For three minutes, let’s work through the logic of that text. “My passion,” Paul says, “is that in my body, the body that can be whipped, jailed, the body that can have sex and eat pizza and drink diet pop, in that body, I want Christ to look good. I want to make Christ look great, whether I live or whether I die.” And then he says, and this is so crucial, “For to me to live is Christ and to die is gain.” Now, how does counting death as gain magnify Christ?

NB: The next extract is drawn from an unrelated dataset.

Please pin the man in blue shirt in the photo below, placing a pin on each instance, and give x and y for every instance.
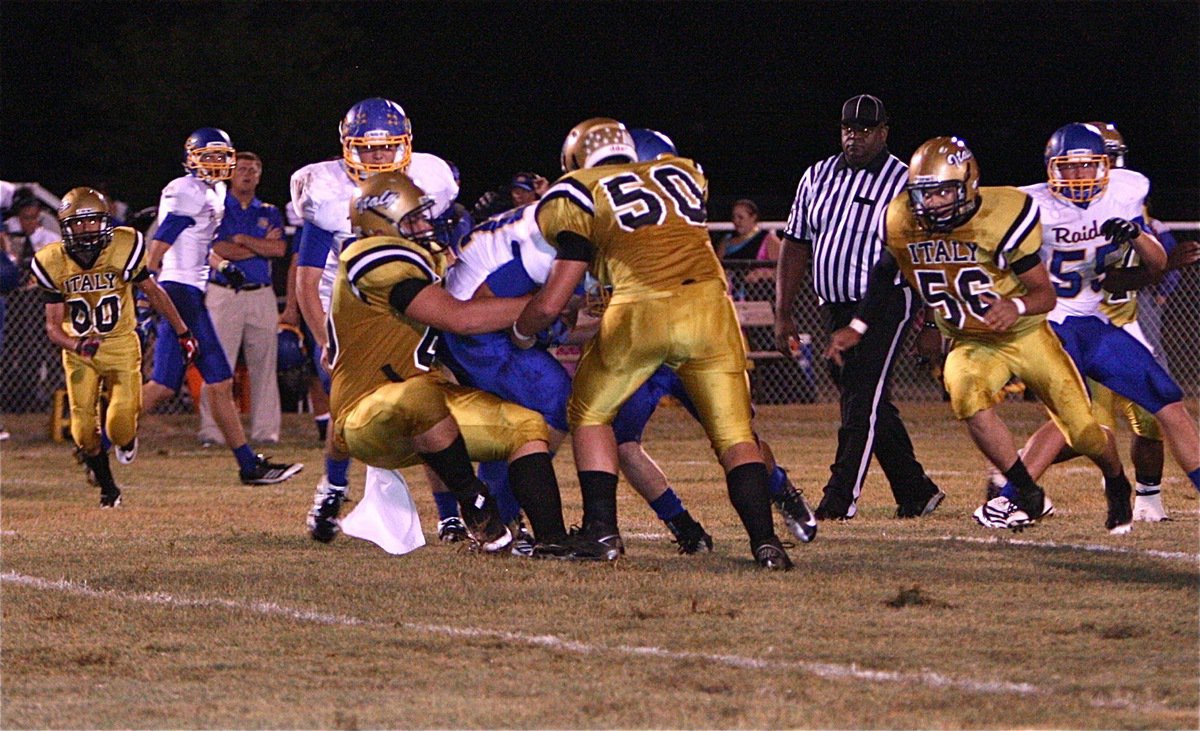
(246, 316)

“My desire is that Christ be magnified in my body as I die, for to me to die is gain.” And that’s not hard. That’s a final exam in a class on Philippians; it would be in my class anyway. And the answer is: Christ is most magnified in us when we are most satisfied in him, when we lose everything but him. Death means, the wife is gone, the husband is gone, the kids are gone, parents are gone, Wheaton’s gone, the dream for retirement or a vocation is gone; it’s all gone and you’re dying of leukemia at age 23, like Zeke.
Does anyone remember Zeke? That was my senior year. His dad, who taught me English here, wrote a little article and said that near the end Zeke called death sweet names. I never forgot that line. That means he was hurting really bad. How do the Zekes of the world or the Pauls of the world, or you, when you face yours this afternoon, perhaps, how do you make Christ look magnificent when you’re dying? Answer: say gain.
If you put everything that this life offers you over here and Christ over here, and death takes all this and gives only him, what do you say? Gain. And when you say that, you know what happens in hell? They gnash their teeth, saying, “Failed, we failed again. We can’t stand it when those saints treasure Christ, delight in Christ, are satisfied with Christ, and enjoy Christ so much that he looks so great.” They gnash their teeth in hell when dying Christians say, “Gain.”
And the angels, with tears running down their faces, rejoice, “Yes, look how Christ is magnified by being preferred above everything that life can offer.” So my brothers and sisters, treasuring Christ above all things — above health, above life, above friends, above a long career — fulfills the purpose of your suffering. “My grace is sufficient for you. My power, my grace, is completed and made perfect in your weakness.”